Marca / formulación: El bromazepam es benzodiacepina de media duración; con alcohol u opioides suma depresión respiratoria.
Contexto de este par: Esta ficha documenta de forma específica la interacción entre bromazepam, benzodiacepina de acción intermedia y cocaína, estimulante simpaticomimético. La valoración de riesgo de esta URL no debe extrapolarse a otras entradas del mismo fármaco con distinto socio.
Debe evitarse en contexto recreativo o sin supervisión especializada; la evidencia no respalda experimentar con la idea de que «a dosis bajas no pasa nada».
Efectos cruzados: El cocaína actúa sobre el sistema nervioso central o el contexto de consumo; la bromazepam actúa como fármaco con objetivo terapéutico distinto. Las náuseas, cefalea o nerviosismo pueden solaparse sin interacción farmacodinámica clara entre ambos.
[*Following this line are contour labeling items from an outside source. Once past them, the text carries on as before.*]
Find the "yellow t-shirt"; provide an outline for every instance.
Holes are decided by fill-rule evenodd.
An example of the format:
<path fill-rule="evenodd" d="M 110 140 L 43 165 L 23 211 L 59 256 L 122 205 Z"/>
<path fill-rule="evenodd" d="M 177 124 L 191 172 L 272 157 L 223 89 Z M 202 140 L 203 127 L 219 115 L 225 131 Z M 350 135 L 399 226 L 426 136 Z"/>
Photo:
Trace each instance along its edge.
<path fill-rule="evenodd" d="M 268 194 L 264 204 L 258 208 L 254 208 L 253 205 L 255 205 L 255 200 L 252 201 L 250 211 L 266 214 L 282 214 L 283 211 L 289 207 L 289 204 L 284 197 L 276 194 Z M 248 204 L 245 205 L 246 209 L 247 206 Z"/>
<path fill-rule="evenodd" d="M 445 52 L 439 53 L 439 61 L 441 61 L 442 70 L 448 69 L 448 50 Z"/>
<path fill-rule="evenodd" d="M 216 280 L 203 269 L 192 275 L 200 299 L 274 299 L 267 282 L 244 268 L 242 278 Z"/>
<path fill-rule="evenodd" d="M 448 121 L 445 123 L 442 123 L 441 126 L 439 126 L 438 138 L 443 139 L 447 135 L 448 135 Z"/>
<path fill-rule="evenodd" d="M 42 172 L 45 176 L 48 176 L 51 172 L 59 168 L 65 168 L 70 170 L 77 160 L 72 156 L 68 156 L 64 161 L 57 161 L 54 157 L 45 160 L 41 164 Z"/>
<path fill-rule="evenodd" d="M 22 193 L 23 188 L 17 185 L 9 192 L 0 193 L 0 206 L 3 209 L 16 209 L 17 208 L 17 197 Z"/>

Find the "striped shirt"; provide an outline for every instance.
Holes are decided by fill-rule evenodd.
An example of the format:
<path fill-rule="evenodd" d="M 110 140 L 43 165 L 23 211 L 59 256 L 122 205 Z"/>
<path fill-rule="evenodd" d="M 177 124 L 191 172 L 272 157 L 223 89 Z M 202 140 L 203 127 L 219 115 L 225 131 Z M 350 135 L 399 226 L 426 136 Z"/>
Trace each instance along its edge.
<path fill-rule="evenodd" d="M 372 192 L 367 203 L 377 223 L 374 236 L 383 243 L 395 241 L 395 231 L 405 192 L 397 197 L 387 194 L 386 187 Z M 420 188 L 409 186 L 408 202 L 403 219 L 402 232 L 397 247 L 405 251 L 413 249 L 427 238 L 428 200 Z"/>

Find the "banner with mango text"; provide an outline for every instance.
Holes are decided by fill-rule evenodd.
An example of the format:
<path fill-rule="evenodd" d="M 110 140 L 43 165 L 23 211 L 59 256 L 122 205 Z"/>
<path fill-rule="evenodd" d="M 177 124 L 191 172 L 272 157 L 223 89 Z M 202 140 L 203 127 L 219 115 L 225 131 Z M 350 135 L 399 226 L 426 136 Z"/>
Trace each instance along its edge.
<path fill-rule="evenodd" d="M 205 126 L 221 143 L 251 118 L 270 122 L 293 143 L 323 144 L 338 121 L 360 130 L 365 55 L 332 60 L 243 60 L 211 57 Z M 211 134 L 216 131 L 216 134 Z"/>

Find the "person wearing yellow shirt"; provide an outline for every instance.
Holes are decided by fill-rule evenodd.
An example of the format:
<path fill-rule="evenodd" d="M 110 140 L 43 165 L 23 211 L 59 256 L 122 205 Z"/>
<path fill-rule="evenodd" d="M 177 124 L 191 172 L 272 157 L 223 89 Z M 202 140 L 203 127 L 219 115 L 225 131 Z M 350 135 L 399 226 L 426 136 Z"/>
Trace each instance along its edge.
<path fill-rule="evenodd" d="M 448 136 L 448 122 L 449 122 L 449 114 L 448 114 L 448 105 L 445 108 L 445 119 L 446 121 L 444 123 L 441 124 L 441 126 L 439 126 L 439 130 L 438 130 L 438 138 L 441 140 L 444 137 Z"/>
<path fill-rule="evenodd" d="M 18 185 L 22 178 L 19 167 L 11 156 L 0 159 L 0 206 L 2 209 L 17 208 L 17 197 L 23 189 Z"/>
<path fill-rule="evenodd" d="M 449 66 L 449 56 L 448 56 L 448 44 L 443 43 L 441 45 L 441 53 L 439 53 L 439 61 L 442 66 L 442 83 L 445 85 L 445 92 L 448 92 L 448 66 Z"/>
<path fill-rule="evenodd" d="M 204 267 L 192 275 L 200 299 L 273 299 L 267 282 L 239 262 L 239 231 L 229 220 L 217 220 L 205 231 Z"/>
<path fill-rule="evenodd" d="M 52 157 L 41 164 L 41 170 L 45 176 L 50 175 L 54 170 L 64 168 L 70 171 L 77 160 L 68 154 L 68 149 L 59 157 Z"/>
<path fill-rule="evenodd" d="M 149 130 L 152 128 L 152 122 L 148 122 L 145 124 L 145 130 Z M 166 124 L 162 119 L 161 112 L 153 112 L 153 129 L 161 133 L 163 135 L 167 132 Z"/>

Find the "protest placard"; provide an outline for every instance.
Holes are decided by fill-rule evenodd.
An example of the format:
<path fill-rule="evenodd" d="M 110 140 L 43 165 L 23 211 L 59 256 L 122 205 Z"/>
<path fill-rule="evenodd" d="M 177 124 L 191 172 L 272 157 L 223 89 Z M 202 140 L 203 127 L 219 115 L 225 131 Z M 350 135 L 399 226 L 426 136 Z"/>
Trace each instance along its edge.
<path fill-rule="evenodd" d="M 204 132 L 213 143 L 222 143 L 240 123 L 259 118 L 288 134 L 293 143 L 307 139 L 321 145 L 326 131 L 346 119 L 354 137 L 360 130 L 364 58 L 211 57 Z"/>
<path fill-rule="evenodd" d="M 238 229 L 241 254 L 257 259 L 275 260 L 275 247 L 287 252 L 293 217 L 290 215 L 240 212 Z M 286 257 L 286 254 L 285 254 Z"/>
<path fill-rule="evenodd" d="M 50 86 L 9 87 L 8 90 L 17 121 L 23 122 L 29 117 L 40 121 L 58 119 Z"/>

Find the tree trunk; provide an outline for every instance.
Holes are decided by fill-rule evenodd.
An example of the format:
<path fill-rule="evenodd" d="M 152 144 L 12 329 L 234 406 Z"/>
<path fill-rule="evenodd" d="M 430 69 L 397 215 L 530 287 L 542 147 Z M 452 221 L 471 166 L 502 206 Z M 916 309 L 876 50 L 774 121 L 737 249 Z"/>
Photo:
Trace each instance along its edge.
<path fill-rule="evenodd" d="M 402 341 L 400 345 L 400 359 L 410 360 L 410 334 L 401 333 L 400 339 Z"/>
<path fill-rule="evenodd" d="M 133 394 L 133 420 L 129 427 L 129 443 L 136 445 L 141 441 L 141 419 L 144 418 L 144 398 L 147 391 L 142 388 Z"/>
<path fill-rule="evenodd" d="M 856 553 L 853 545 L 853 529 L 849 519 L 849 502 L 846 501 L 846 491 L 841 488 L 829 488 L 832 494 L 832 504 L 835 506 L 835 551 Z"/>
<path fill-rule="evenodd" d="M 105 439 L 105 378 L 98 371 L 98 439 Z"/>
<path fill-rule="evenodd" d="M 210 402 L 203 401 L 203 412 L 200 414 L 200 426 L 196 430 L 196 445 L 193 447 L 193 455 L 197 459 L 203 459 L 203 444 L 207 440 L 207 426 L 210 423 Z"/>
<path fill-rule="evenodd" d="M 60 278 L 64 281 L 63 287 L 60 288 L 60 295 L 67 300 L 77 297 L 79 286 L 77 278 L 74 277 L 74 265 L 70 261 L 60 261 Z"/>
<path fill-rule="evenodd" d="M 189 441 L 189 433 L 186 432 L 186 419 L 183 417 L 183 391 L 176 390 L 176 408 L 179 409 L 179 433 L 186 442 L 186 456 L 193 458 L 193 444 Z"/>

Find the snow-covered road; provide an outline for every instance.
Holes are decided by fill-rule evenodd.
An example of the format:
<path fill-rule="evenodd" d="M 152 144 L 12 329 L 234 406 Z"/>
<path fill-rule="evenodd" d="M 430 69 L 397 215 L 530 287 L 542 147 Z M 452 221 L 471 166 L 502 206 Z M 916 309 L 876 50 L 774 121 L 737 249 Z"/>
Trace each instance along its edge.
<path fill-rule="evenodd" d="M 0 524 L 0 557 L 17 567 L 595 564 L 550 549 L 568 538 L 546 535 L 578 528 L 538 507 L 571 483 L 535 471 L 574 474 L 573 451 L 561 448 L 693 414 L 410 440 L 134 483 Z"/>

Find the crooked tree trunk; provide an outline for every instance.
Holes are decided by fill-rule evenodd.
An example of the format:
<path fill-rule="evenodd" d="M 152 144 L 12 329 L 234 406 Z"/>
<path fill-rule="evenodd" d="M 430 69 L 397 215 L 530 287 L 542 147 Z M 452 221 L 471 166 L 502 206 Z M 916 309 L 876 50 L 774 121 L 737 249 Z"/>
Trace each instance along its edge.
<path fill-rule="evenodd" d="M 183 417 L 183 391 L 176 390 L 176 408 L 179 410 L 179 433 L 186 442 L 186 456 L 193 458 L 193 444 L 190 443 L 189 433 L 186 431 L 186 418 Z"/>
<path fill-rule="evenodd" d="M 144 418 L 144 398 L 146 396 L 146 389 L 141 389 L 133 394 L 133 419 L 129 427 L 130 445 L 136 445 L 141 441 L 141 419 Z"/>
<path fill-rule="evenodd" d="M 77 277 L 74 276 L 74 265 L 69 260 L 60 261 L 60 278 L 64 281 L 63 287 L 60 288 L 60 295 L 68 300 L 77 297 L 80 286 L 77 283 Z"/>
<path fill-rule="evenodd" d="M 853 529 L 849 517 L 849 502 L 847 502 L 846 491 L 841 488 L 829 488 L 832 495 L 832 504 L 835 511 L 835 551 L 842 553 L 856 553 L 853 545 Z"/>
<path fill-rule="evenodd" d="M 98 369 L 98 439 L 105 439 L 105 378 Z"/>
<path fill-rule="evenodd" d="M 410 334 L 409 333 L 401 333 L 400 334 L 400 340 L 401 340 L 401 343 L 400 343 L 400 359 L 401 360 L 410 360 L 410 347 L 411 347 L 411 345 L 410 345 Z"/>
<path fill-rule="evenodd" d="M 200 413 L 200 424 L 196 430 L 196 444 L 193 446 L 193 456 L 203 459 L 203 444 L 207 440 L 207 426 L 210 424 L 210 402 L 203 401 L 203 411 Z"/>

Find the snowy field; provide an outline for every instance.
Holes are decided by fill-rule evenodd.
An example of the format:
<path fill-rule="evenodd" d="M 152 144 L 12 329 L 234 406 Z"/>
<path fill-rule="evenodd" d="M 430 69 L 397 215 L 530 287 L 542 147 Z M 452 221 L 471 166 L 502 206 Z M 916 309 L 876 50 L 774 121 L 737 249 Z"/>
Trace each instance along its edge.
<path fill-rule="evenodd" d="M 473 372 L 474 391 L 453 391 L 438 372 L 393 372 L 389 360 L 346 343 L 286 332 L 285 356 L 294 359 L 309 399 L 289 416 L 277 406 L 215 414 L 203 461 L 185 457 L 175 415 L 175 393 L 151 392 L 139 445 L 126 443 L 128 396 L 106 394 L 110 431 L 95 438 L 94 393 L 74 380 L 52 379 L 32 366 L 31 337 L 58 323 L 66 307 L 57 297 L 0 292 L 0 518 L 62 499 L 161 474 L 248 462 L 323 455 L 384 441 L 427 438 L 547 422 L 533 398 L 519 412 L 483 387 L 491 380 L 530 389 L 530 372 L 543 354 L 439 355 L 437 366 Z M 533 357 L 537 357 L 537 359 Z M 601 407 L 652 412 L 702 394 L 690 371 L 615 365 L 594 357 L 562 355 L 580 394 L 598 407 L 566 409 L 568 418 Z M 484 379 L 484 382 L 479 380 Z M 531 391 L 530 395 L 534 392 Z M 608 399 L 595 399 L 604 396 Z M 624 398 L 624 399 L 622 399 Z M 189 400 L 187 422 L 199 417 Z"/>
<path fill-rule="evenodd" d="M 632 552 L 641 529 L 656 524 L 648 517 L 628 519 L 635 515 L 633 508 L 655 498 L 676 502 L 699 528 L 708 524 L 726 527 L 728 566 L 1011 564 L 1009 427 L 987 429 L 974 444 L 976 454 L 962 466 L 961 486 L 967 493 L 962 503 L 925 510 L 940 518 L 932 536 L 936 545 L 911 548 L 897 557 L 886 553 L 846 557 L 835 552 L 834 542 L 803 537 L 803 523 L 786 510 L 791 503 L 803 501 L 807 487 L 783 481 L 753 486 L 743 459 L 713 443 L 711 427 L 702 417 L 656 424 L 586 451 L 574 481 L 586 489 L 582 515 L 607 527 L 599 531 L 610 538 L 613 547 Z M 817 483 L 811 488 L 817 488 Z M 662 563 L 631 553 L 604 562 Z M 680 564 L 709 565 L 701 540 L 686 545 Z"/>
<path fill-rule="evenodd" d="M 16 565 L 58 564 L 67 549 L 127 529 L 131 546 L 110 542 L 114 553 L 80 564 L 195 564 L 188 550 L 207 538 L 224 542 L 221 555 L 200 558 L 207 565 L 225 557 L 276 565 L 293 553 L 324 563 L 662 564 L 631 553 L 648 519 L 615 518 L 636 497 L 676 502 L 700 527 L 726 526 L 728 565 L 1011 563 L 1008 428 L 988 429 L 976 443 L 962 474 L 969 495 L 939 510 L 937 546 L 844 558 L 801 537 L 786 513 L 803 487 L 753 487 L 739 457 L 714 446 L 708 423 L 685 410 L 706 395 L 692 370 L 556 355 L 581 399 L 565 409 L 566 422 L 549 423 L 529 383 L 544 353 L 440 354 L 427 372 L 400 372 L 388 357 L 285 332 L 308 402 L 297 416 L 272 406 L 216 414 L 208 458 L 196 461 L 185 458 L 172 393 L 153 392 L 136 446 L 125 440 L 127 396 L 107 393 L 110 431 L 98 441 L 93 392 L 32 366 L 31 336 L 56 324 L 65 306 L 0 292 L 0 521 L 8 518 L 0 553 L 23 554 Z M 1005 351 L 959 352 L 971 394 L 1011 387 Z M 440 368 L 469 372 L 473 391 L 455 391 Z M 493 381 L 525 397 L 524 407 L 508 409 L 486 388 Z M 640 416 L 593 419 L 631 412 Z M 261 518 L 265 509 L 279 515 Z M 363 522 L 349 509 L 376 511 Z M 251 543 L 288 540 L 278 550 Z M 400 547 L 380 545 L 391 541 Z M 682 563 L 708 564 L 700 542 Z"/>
Riesgo cardiovascular: En personas sanas la bromazepam no suele ser el principal motor cardiovascular del par; el cocaína puede alterar frecuencia cardiaca, presión arterial o percepción de palpitaciones, especialmente si hay deshidratación.
Riesgo gastrointestinal: Molestias digestivas por bromazepam o por el contexto del cocaína (vómitos, ayuno, irritantes) pueden coincidir; conviene hidratación y no duplicar fármacos sin criterio.
Riesgo de sobrecarga hepática y renal: El perfil hepático o renal de bromazepam debe tenerse en cuenta con alcohol, otros analgésicos o deshidratación; el policonsumo no reduce ese riesgo.
En la escala del sitio se clasifica como no seguro: riesgo de daño físico considerable; conviene evitar la combinación siempre que sea posible. Ante síntomas graves o duda de intoxicación, acudir a urgencias.